Dr Nancy Murphy (Houston)

SMA ZOOM Colloquium, 5th May 2022, 6.30pm UK Time

Abstract:

In 1960s and 1970s singer-songwriter music, some artists used malleable metric settings alongside other features of self-expression in performance. This resulted in songs with extremes of self-expressive timing flexibility that cannot be accounted for by using a single conception of meter. My proposed theory of flexible meter recasts meter as able to encompass the variety of metric scenarios presented by these singer-songwriters, from metric regularity to metric ambiguity, and vacillations between these two possibilities. In this talk, I explore performances by Joni Mitchell, Bob Dylan, Buffy Sainte-Marie, Paul Simon, and Cat Stevens to investigate the individual metric style of each artist and how their flexible metric techniques contribute to the self-expressive singer-songwriter performance practice.

Bio:

Nancy Murphy is currently an Assistant Professor of Music Theory at the University of Houston, having previously taught for two years at the University of Chicago.

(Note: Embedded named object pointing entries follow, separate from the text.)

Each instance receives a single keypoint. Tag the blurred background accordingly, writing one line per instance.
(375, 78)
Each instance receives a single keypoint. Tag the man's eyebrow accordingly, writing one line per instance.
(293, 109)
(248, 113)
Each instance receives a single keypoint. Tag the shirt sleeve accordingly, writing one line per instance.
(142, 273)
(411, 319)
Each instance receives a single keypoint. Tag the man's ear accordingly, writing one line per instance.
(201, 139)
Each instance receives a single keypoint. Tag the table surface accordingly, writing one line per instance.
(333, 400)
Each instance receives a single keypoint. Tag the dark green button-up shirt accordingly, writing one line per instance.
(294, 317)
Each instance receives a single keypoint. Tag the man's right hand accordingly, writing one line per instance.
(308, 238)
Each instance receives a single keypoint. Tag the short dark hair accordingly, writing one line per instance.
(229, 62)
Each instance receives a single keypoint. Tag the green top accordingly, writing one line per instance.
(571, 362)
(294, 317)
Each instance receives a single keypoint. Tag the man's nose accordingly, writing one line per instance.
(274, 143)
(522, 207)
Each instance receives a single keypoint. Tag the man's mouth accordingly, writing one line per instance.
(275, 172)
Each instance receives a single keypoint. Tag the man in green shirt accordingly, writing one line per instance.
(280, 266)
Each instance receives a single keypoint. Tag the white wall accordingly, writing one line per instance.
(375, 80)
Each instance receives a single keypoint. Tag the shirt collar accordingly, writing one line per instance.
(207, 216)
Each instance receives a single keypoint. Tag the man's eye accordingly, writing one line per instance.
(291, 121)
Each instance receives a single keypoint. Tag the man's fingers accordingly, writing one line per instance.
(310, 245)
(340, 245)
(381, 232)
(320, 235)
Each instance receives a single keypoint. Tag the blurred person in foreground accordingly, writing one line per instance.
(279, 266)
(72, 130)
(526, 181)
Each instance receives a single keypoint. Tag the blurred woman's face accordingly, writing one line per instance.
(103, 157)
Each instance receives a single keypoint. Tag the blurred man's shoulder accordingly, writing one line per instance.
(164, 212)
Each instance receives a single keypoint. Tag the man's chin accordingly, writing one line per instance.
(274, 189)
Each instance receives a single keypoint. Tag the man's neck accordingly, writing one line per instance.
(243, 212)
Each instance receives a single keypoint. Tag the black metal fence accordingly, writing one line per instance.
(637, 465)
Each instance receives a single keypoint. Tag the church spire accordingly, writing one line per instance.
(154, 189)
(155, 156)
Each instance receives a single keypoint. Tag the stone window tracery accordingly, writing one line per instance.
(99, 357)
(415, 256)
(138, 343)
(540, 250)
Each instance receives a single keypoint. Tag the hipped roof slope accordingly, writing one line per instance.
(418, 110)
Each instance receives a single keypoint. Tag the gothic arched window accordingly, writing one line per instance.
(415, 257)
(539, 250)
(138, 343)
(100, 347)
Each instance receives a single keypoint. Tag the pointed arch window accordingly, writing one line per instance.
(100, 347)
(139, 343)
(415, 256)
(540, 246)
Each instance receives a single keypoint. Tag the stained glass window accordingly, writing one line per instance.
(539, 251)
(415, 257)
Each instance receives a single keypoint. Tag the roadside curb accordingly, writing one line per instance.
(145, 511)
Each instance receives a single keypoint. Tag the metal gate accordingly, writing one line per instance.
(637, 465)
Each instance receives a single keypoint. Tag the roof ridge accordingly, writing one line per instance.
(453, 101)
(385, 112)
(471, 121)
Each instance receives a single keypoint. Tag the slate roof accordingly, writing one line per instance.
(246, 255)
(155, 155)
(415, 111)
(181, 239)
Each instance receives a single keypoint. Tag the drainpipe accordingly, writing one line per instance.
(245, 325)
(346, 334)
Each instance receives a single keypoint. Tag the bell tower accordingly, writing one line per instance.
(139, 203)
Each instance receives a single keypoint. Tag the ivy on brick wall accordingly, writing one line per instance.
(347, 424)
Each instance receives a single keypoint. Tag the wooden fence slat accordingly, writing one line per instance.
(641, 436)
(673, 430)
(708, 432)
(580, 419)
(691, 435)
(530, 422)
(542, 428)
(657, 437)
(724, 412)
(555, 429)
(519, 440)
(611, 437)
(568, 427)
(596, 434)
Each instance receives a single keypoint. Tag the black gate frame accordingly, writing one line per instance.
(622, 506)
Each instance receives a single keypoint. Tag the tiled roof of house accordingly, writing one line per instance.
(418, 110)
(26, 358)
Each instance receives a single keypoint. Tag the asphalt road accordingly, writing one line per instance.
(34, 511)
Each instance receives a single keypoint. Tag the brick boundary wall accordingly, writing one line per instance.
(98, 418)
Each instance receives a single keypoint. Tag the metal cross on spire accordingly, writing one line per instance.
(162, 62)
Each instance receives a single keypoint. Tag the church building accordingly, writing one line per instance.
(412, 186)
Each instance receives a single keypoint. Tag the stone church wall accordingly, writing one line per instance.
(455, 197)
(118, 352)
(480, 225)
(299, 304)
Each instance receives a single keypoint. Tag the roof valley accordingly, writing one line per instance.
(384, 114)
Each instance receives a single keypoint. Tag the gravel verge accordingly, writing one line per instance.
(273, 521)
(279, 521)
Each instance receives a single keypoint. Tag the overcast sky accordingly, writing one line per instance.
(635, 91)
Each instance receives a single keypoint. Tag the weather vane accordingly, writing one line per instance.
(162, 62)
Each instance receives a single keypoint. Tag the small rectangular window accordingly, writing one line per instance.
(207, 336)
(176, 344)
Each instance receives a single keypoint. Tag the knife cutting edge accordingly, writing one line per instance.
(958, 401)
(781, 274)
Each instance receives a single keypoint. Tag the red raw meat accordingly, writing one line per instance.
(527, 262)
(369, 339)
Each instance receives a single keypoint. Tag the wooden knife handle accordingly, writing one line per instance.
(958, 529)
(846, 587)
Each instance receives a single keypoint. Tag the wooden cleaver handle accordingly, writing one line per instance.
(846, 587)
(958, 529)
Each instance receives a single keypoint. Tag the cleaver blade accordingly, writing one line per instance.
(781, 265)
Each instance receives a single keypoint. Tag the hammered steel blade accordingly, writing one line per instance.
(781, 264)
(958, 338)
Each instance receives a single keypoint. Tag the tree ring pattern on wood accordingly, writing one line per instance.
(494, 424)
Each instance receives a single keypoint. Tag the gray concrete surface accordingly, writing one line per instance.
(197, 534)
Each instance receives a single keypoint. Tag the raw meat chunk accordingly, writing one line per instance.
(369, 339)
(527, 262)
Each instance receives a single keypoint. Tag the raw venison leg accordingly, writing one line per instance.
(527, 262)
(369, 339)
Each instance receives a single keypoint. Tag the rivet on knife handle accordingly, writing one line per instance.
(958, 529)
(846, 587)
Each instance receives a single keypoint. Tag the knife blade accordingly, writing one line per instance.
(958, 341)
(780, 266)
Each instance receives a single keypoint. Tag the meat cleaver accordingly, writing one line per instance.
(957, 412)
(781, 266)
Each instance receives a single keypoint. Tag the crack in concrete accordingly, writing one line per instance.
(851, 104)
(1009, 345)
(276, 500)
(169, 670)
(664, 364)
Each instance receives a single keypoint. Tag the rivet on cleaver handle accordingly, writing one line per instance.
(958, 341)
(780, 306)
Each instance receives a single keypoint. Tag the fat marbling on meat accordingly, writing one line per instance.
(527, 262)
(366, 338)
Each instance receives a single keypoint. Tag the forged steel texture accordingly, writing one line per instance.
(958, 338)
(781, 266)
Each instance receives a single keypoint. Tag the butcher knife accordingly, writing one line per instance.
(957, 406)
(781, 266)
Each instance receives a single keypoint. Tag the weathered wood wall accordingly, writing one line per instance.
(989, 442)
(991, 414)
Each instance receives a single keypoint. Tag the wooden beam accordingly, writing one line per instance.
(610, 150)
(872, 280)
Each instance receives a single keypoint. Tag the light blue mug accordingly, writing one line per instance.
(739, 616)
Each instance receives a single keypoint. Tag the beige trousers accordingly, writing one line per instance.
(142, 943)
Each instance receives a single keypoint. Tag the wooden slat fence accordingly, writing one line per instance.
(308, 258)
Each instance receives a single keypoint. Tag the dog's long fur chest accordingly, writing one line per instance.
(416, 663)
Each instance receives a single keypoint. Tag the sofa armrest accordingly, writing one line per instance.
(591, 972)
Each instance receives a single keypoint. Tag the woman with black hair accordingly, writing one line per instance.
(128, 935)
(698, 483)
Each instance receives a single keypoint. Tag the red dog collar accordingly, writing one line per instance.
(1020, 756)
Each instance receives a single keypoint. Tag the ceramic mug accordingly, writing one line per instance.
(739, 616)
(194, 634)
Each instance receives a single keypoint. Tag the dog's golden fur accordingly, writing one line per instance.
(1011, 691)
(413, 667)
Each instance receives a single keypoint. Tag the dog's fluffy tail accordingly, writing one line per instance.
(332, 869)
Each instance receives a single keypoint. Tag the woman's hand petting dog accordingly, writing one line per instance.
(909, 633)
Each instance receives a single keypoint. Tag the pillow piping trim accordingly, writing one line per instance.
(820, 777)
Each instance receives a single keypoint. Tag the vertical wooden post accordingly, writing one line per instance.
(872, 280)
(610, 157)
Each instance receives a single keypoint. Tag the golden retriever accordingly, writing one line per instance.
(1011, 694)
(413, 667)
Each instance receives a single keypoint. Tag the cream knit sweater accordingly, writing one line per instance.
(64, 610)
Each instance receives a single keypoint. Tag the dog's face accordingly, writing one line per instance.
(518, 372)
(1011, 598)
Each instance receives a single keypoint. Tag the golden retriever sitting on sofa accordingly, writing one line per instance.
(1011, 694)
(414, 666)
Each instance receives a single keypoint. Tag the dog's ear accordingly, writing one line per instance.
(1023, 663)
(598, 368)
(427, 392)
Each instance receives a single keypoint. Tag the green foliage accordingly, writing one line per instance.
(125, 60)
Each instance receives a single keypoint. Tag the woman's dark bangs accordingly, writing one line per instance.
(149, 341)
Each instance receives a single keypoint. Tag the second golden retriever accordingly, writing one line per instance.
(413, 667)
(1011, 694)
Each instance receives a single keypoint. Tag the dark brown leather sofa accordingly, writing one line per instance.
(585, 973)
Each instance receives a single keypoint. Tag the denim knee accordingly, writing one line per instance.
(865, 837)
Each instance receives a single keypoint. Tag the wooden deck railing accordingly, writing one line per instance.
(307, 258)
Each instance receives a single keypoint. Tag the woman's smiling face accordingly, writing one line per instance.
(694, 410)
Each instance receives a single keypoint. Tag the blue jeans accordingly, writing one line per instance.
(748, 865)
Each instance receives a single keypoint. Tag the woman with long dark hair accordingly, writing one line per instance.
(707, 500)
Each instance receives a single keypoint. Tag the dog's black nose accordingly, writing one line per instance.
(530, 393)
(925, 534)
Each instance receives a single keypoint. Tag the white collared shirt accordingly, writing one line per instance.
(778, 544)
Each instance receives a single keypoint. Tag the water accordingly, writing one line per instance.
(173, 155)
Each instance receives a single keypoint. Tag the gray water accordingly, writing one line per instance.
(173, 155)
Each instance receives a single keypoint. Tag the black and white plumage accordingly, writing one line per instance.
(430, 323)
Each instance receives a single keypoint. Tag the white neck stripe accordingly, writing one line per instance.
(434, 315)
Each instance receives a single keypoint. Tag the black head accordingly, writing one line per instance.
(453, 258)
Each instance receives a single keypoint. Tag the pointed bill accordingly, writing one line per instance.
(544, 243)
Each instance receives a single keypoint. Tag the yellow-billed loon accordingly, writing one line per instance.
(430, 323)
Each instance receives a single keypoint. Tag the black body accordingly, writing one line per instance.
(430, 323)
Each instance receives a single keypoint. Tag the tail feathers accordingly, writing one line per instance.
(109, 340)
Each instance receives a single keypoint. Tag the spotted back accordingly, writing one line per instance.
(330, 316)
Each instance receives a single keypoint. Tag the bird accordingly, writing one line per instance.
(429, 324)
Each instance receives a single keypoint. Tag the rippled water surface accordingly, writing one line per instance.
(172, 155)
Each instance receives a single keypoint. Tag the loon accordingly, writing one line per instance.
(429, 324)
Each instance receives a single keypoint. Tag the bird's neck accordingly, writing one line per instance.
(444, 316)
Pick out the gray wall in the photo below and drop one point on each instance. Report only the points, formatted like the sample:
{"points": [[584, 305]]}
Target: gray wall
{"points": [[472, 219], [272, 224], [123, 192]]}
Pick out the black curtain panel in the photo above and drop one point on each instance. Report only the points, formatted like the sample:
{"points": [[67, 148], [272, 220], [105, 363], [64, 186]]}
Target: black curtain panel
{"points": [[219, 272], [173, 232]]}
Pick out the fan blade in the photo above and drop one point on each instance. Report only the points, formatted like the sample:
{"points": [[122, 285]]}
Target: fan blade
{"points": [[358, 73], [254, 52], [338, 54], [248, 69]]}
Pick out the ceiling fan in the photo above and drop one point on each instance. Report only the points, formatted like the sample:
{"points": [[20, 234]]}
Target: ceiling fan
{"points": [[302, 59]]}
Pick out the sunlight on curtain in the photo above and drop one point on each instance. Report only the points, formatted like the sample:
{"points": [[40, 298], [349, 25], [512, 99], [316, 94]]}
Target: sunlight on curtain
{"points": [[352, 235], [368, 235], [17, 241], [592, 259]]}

This fall, she will be starting a new Assistant Professor position on the Theory faculty at the University of Michigan. Her research studies singer-songwriter music, metric flexibility, self-expression, music-text relations, and transcription. She has published articles and reviews in Music AnalysisMusic Theory Online, and Music Theory Spectrum, and her book on flexible meter as self-expression in singer-songwriter music (the subject of her talk today) is currently under contract with Oxford University Press.